Dataloader arguments

These arguments define your dataloader configuration. For a comprehensive list and detailed documentation, refer to the source code and class docstrings. To get started, you can review existing configuration files in configs/dataloader/.

Cluster arguments

These arguments are used to configure the cluster environment for training or evaluation. They are typically set in the configs/cluster/ directory.

arg_name Default value Description
cluster.cpus 1 Number of CPUs to use. Used for dataloader multi-threading.
cluster.gpus 1 Number of GPUs to use. Set to 0 for CPU-only training.
cluster.precision '16-mixed' Lightning precision
cluster.use_custom_requeue False Set True to handle job prematurely prempting on computing node. Before exiting, it will save checkpoint and re-enqueue node.

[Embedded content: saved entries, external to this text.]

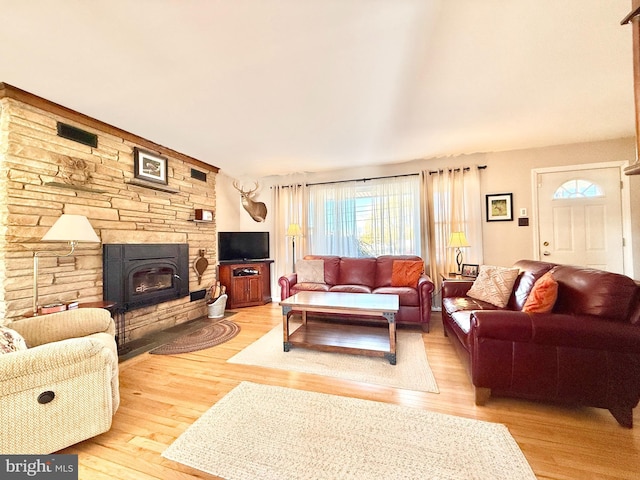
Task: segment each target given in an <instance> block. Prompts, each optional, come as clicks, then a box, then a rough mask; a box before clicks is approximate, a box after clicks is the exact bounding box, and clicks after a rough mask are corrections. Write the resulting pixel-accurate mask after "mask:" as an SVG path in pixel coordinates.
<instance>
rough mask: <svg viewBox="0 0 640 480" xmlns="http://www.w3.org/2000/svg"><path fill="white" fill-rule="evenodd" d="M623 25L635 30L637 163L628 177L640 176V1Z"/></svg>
mask: <svg viewBox="0 0 640 480" xmlns="http://www.w3.org/2000/svg"><path fill="white" fill-rule="evenodd" d="M620 23H621V24H622V25H626V24H628V23H631V25H632V28H633V33H632V35H633V96H634V99H635V106H636V161H635V162H634V163H633V164H631V165H630V166H628V167H627V168H625V169H624V173H625V174H626V175H640V160H639V159H638V158H637V155H638V152H640V0H632V1H631V12H630V13H629V15H627V16H626V17H624V19H622V22H620Z"/></svg>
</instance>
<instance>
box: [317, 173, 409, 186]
mask: <svg viewBox="0 0 640 480" xmlns="http://www.w3.org/2000/svg"><path fill="white" fill-rule="evenodd" d="M416 175H418V174H417V173H406V174H404V175H388V176H386V177H371V178H358V179H355V180H336V181H335V182H318V183H307V187H311V186H312V185H331V184H333V183H347V182H367V181H369V180H382V179H385V178H398V177H415V176H416Z"/></svg>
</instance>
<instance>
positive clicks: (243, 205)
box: [233, 180, 267, 222]
mask: <svg viewBox="0 0 640 480" xmlns="http://www.w3.org/2000/svg"><path fill="white" fill-rule="evenodd" d="M255 184H256V186H255V188H253V189H252V190H247V191H245V190H244V189H243V188H242V187H240V186H238V181H237V180H236V181H234V182H233V188H235V189H236V190H238V191H239V192H240V198H241V201H242V206H243V207H244V209H245V210H246V211H247V212H248V213H249V215H251V218H253V219H254V220H255V221H256V222H264V219H265V218H267V206H266V205H265V204H264V203H263V202H254V201H253V200H252V197H253V196H254V194H255V192H256V190H258V187H259V185H258V182H255Z"/></svg>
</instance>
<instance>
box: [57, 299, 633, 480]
mask: <svg viewBox="0 0 640 480" xmlns="http://www.w3.org/2000/svg"><path fill="white" fill-rule="evenodd" d="M237 312H238V313H237V314H236V315H234V316H233V317H232V320H233V321H234V322H236V323H237V324H238V325H240V327H241V331H240V333H239V334H238V336H236V337H235V338H233V339H231V340H230V341H228V342H226V343H224V344H222V345H219V346H216V347H213V348H209V349H207V350H203V351H200V352H193V353H188V354H181V355H151V354H148V353H145V354H142V355H140V356H138V357H134V358H132V359H130V360H127V361H126V362H123V363H121V364H120V382H121V407H120V410H119V411H118V413H117V414H116V415H115V417H114V419H113V426H112V429H111V430H110V431H109V432H107V433H104V434H102V435H99V436H98V437H95V438H93V439H89V440H86V441H84V442H82V443H80V444H78V445H74V446H72V447H69V448H67V449H65V450H64V453H76V454H78V456H79V464H80V478H81V479H84V478H87V479H94V478H95V479H98V480H99V479H102V478H105V479H106V478H121V479H129V478H131V479H143V480H144V479H146V480H152V479H159V480H166V479H170V480H172V479H176V480H183V479H212V478H217V477H214V476H211V475H208V474H206V473H203V472H199V471H197V470H194V469H191V468H189V467H186V466H184V465H180V464H178V463H175V462H171V461H169V460H166V459H164V458H162V457H161V456H160V454H161V453H162V451H163V450H164V449H165V448H166V447H168V446H169V445H170V444H171V443H172V442H173V441H174V440H175V439H176V438H177V437H178V436H179V435H180V434H181V433H182V432H183V431H184V430H185V429H186V428H188V427H189V425H191V424H192V423H193V422H194V421H195V420H197V419H198V418H199V417H200V416H201V415H202V414H203V413H204V412H206V411H207V410H208V409H209V408H210V407H211V406H212V405H213V404H215V403H216V402H217V401H218V400H219V399H220V398H222V397H223V396H224V395H225V394H226V393H228V392H229V391H231V390H232V389H233V388H234V387H235V386H237V385H238V384H239V383H240V382H242V381H252V382H256V383H263V384H268V385H280V386H285V387H290V388H297V389H301V390H308V391H315V392H321V393H330V394H336V395H344V396H350V397H355V398H363V399H368V400H375V401H381V402H387V403H393V404H398V405H406V406H410V407H413V408H421V409H425V410H429V411H434V412H439V413H445V414H450V415H456V416H461V417H467V418H474V419H478V420H484V421H490V422H499V423H503V424H505V425H506V426H507V427H508V428H509V430H510V432H511V434H512V435H513V436H514V438H515V439H516V441H517V442H518V444H519V446H520V448H521V449H522V451H523V452H524V454H525V456H526V458H527V460H528V461H529V463H530V464H531V466H532V468H533V470H534V472H535V473H536V476H537V477H538V478H539V479H554V480H569V479H578V478H579V479H598V480H603V479H604V480H615V479H625V480H630V479H635V478H638V472H640V455H639V454H638V452H639V451H640V416H639V413H640V409H639V408H636V409H635V410H634V420H635V423H636V427H635V428H634V429H632V430H628V429H625V428H622V427H620V426H619V425H618V424H617V422H616V421H615V420H614V419H613V417H612V416H611V415H610V414H609V413H608V412H607V411H606V410H602V409H593V408H573V407H566V406H558V405H551V404H544V403H537V402H529V401H524V400H517V399H508V398H494V397H492V398H490V400H489V402H488V403H487V404H486V405H485V406H483V407H478V406H476V405H475V404H474V395H473V390H472V388H471V385H470V383H469V379H468V376H467V373H466V371H465V369H464V367H463V365H462V363H461V362H460V360H459V359H458V357H457V356H456V353H455V351H454V350H453V347H452V346H451V344H450V343H449V339H448V338H446V337H445V336H444V335H443V331H442V324H441V322H440V320H439V315H438V314H437V313H436V314H435V315H434V321H433V325H432V327H431V332H430V333H428V334H423V335H422V336H423V339H424V343H425V348H426V351H427V358H428V360H429V364H430V365H431V367H432V369H433V371H434V375H435V378H436V381H437V383H438V387H439V389H440V393H439V394H434V393H426V392H414V391H408V390H402V389H396V388H390V387H383V386H377V385H368V384H365V383H359V382H352V381H348V380H339V379H333V378H328V377H322V376H319V375H309V374H302V373H295V372H287V371H283V370H275V369H269V368H263V367H255V366H251V365H240V364H231V363H227V362H226V361H227V359H229V358H230V357H232V356H233V355H235V354H236V353H238V352H239V351H240V350H242V349H243V348H244V347H246V346H248V345H249V344H251V343H252V342H254V341H256V340H257V339H258V338H260V337H261V336H262V335H264V334H266V333H267V332H268V331H269V330H271V329H272V328H273V327H274V326H276V325H278V324H280V323H281V321H282V317H281V309H280V308H279V306H278V305H277V304H269V305H264V306H261V307H251V308H244V309H238V310H237ZM400 328H403V327H400ZM412 330H413V331H420V330H419V329H412Z"/></svg>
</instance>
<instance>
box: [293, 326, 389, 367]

We use submitit to submit and manage jobs on a SLURM cluster. If you need specific SLURM options, use launcher.arg_name in your configuration file. Here is a small curated list of the most commonly used arguments:

arg_name Default value Description
launcher.cpus_per_task 1 Number of CPUs to use. Used for dataloader multi-threading.
launcher.gpus_per_node 1 Number of GPUs to use.
launcher.nodes 1 Number of nodes to use.
launcher.tasks_per_node 1 Number of tasks per node.
launcher.timeout_min 60 Maximum duration of the job in minutes. Used for SLURM --time option.
launcher.slurm_signal_delay_s 60 Delay before exiting after receiving a signal. Used for requeuing jobs.
launcher.slurm_additional_parameters dict, Optional Additional SLURM parameters to pass, e.g. hint=nomultithread.
launcher.slurm_setup array, Optional Additional commands to pass before srun, e.g. module loading.
launcher.slurm_srun_args array, Optional Additional arguments to pass to srun.